Look hard at the pricing on work where AI is already saving you hours
If AI compresses the hours required to complete a piece of work, any pricing model tied to hours compresses the firm’s revenue on that work. The billable-hour model is the most obvious case, and the pressure on it is not subtle. You can see it in your own data.
Pick the five engagements you closed in the last quarter that came in furthest under their budgeted hours. Ask what drove the underrun. Some part of the answer, in most cases, is that AI assistance — tools the firm has formally adopted or tools your people are using unofficially — collapsed a task that used to take a full morning into twenty minutes. If the same work in 2026 takes half the hours it did in 2024, the firm has three options: reduce the bill, hold the bill and absorb the value conversation when the client notices, or restructure the engagement so price is no longer tied to hours.
The third option is the only one that extends past the current year, and it has to be renegotiated alongside how people in the firm are compensated for their time. This is a governance project, not a pricing adjustment. The firms that work through it deliberately this year will be in better shape than the firms that drift into it as margins compress.

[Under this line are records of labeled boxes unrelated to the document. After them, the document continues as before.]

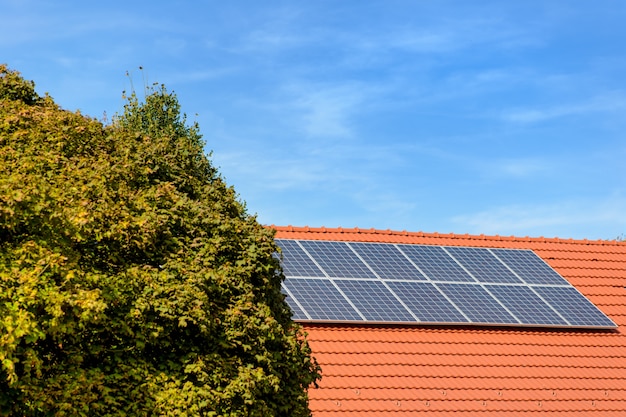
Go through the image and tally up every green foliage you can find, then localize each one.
[0,66,319,417]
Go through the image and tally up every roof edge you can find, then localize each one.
[266,224,626,246]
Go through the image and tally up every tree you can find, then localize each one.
[0,66,319,417]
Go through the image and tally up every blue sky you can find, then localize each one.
[0,0,626,239]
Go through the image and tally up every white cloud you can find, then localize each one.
[451,193,626,239]
[501,92,626,123]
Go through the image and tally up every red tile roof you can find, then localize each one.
[273,226,626,417]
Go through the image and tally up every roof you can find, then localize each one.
[273,226,626,417]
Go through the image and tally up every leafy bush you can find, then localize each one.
[0,66,319,416]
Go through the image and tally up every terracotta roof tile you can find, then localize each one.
[274,226,626,417]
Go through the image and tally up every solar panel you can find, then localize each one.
[282,287,308,320]
[437,284,520,324]
[488,285,567,325]
[491,249,570,285]
[350,243,426,281]
[387,281,468,323]
[276,239,617,329]
[398,245,476,282]
[446,247,522,284]
[276,240,324,277]
[300,240,376,278]
[335,280,417,322]
[535,287,615,327]
[283,278,363,321]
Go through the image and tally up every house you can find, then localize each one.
[273,226,626,417]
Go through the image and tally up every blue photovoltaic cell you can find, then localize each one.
[437,284,519,324]
[446,247,522,284]
[398,245,476,282]
[283,288,308,320]
[301,240,376,278]
[283,278,363,321]
[534,287,615,327]
[350,243,426,281]
[387,281,467,323]
[491,249,570,285]
[277,239,617,328]
[487,285,567,325]
[276,239,324,277]
[335,280,416,322]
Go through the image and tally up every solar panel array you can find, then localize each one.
[276,239,617,329]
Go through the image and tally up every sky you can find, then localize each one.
[0,0,626,239]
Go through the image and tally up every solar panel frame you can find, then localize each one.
[277,239,617,329]
[489,248,571,286]
[533,286,617,328]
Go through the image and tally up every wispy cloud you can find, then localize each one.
[452,193,626,239]
[501,92,626,123]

Be careful which AI skills you hire and train for
Some AI skills are durable and some are transient. The durable ones are skills of judgment: when to use AI, how to structure a problem so AI can help, how to verify the output, which parts of a piece of work should not be AI-touched at all. Those are worth hiring for and worth training into your existing people.
The transient ones are skills of mechanics. Specialist prompt engineering. Hand-rolled agent frameworks. Bespoke pipelines that duplicate capabilities the platform vendors are absorbing every quarter. These are worth approaching with scepticism. The test we apply when such a role or training programme is proposed is a simple one: would the skill still matter if the platform vendor shipped the capability natively in twelve months? For the durable judgment skills the answer is yes. For most of the mechanical skills it is no, which is worth knowing before the role is approved.
What this amounts to
None of the changes above are large on their own. Several of them are things a leader can do in an afternoon. All of them are responses to a shift you can already see at the edges of your own firm’s work this month, even if the centre of it has not moved yet.
The reason we are writing about this is that most of the partners, owners and managers we work with are aware of the shift and under-acting on it. The temptation is to wait for things to stabilise before adjusting. They will not stabilise in time. The firms that are in good shape a year from now will be the ones that made these adjustments while the evidence was still merely uncomfortable, rather than when it became costly.
If this reads as less dramatic than the prevailing AI commentary, that is the intention. The practical content of the AI transition, for mid-tier Australian firms in 2026, is mostly made of small adjustments that compound. The dramatic content is for people writing about AI.